The United States and Pakistan have a “strong” relationship, despite ongoing challenges between the two countries, according to a spokesman for the U.S. State Department.
“We have… strong relations with our Pakistani counterparts, we work through issues when they arise,” said State Department spokesman Marc Toner to reporters.
Since the May 2 killing of Osama bin Laden in a compound near Abbottabad in northern Pakistan, there has been “an intensity of engagement that illustrates our commitment to working through these issues,” Toner said, adding, “we’ve been upfront about challenges in the relationship but we’ve been also consistent in saying Pakistan and US need each other.
Toner added that Washington and Islamabad “need to work through these challenges because it’s in both of our long term and short term interest to do so.”
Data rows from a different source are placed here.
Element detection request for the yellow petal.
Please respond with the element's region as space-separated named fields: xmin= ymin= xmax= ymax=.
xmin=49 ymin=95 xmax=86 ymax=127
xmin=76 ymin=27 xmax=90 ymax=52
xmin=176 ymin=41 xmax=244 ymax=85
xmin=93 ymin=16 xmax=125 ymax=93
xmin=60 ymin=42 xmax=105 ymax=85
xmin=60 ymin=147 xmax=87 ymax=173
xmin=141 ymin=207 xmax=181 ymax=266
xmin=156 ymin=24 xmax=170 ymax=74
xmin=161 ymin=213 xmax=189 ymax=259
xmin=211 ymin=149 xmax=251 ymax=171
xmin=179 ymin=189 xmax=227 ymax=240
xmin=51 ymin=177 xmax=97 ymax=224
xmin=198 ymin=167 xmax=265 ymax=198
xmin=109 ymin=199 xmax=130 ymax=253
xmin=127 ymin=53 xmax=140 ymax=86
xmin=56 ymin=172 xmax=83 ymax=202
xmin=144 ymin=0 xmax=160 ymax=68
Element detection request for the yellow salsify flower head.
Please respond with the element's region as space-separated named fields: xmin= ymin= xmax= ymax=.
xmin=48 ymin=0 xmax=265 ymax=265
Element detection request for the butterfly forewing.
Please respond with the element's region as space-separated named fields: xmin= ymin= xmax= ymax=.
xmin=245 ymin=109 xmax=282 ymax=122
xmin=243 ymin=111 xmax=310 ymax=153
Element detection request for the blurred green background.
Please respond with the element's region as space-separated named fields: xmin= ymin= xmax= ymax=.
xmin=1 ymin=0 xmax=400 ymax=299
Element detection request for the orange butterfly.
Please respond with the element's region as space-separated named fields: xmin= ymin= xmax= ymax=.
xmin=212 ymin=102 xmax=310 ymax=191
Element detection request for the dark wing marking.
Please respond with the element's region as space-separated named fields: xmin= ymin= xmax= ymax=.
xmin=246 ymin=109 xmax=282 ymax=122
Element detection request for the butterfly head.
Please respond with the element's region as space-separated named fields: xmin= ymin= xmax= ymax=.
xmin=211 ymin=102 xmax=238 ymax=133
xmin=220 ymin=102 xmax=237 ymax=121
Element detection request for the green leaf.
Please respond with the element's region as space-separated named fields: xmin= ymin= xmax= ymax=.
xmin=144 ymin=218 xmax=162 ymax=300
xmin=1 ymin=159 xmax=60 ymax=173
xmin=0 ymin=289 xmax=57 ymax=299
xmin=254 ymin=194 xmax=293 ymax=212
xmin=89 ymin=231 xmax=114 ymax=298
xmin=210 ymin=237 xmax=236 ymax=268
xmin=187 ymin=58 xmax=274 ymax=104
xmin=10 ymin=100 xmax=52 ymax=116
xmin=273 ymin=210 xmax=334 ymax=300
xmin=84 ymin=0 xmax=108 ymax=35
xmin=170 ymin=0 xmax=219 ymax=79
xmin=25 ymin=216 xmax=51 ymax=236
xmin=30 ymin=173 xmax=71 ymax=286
Toner added that US financial assistance to Pakistan benefitted both countries, and that Washington is committed to fighting terrorism with the help of Islamabad officials.
“We believe that assistance is important in our national security interests and obviously in Pakistan’s security interests to provide that kind of support so that Pakistan becomes a prosperous, democratic nation, or a more prosperous, democratic nation,” he said.
However, Toner refused to comment on media reports that the Pakistani government had arrested five CIA informants, including an army major, whose help allegedly helped the U.S. find and kill terror mastermind Osama bin Laden.